映画の海

約1100本の映画を鑑賞した小説家志望の男が、ネタバレなしで映画のレビューや解説を書いてます。(直近で観たものに限る。たまにアニメ・ドラマ・小説も)面白いおすすめ映画を探している人向けのブログ。

⑨組織のなかで

映画『ボーダー 二つの世界』ネタバレなしの感想。北欧ならではの神秘的なストーリーに魅了される

投稿日:10月 16, 2019 更新日:

■評価:★★★☆☆3.5

「マイノリティとしての生き方が問われる」

【映画】ボーダー 二つの世界のネタバレなしのレビュー、批評、評価

この映画を語る上で欠かせないのが『ぼくのエリ 200歳の少女』。
タイトルを観て察するだろうが、主人公の少年が恋する少女はふつうの人間ではない。
豊かなアイディアから作られたストーリーは、一度観たら忘れられない個性的なもので、世間の評価もかなり高い。(福山雅治も好きらしい)
2008年公開でわりと最近の映画だが、なぜか2010年でハリウッドでもリメイクされているので、こちらも一度は観てみたいところ。

日本では内容よりも修正に関しての話題を集めている気がする。
この映画、ポルノじゃない芸術作品に関わらず、ある場面でモザイクがかかっている。
このモザイクがかかっているシーンこそ物語の核心部分を語っており、観た人から批判を集める結果となった。

児童ポルノとして見られることを避けるための措置なんだろう。
だが、あくまで映画だし、映画として鑑賞を楽しみにしている人の気持ちを無視されているのはやっぱり気になるところ。映倫とか、JASRACのような審査する側の人間の共感性のなさってどうなんだろうか。

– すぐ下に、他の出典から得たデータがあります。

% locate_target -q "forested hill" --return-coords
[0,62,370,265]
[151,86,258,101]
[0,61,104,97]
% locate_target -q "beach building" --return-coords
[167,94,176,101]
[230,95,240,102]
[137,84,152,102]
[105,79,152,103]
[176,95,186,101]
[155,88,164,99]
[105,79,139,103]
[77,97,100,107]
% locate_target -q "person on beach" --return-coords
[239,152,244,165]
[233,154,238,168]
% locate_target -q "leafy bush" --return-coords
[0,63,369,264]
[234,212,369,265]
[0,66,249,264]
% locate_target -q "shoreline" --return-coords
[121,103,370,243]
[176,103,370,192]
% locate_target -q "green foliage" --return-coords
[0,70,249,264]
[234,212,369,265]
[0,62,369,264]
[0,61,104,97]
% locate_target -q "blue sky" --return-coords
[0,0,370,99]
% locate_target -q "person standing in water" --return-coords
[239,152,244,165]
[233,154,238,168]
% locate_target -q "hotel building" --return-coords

一応、海外版のソフトの無修正キャプチャー画像をアップしているサイトはいくつかあるので、検索すれば簡単に確認することはできる。
本作は『ぼくのエリ』と同じスウェーデンの小説家ヨン・アイヴィデ・リンドクヴィストの原作『Border』の映像化作品となっている。

スウェーデンに住む異形な見た目のティーナは子どもの頃からイジメに遭い、孤独な人生を送っていた。そんな彼女は異常発達した嗅覚を持っており、税関職員として違法な物を持ち込む人間をかぎわけることで特技を生かして社会に順応していた。ある日、勤務中に自分と似た姿の旅行者・ヴォーレと出会う。本能的に何かを感じたティーナは彼を自宅に招く。ティーナは彼から自身の出生に関わる秘密を聞かされ、運命が動き出す。

ちょっと普通の人とは違う見た目を持つ女性が主人公。
異常発達をした嗅覚を生かして税関職員として働くあたりは何だかリアルでいい。特殊能力がうまく日常に溶け込んでいる。
何なら違法ポルノ動画が入ったSDカードまで匂いで分かってしまうのだから驚きである。
これに関してはちょっとした意味を含んでおり、ネタバレしたくないので伏せておく。

他にも彼女はやたらと動物が寄せつけたりするのだが、犬には威嚇されたりする。
なぜ犬にだけ嫌われるのか。
こういったティーナが持つ多くの特徴が序盤から提示され、「彼女は人間ではない動物か何かなのか?」などと観客は仮説立てしながら物語を追うことになる。

そんな中で満を持して登場するのが、自分と似たような見た目のヴォーレだ。
この男の掴みどころがない感じが良い。
ふてぶてしい感じではあるが、根っからの悪人には見えない。ティーナにもどちらかというと好意的だ。

ヴォーレが登場してからは、一気に物語に吸い込まれるように没入することなる。
中盤に差し掛かる辺りで、ティーナの出生の秘密が明かされることで多くの点が繋がって線となり、ヒューマンドラマへとシフトする。

この物語、結論としては割と普遍的なストーリーだ。若干の物足りなさもある。
テーマが最近でもよく見かける「マイノリティ」なので、いくつかある雛形の1つをなぞっているといった印象。
異世界系のゲーム等でもこの展開はよく見られ、私は昔っからRPGを良くやっているのだが、パッと思い返しただけで2~3タイトルが浮かぶ。
なので、ストーリーに既視感を覚える人は多いように思われる。
というか彼女の出生の謎が判明した段階で先の展開はおよそ検討がついてしまう。
心が激しく動かされることはなかったので、個人的にはもっと大胆なストーリーを見せて欲しかったところ。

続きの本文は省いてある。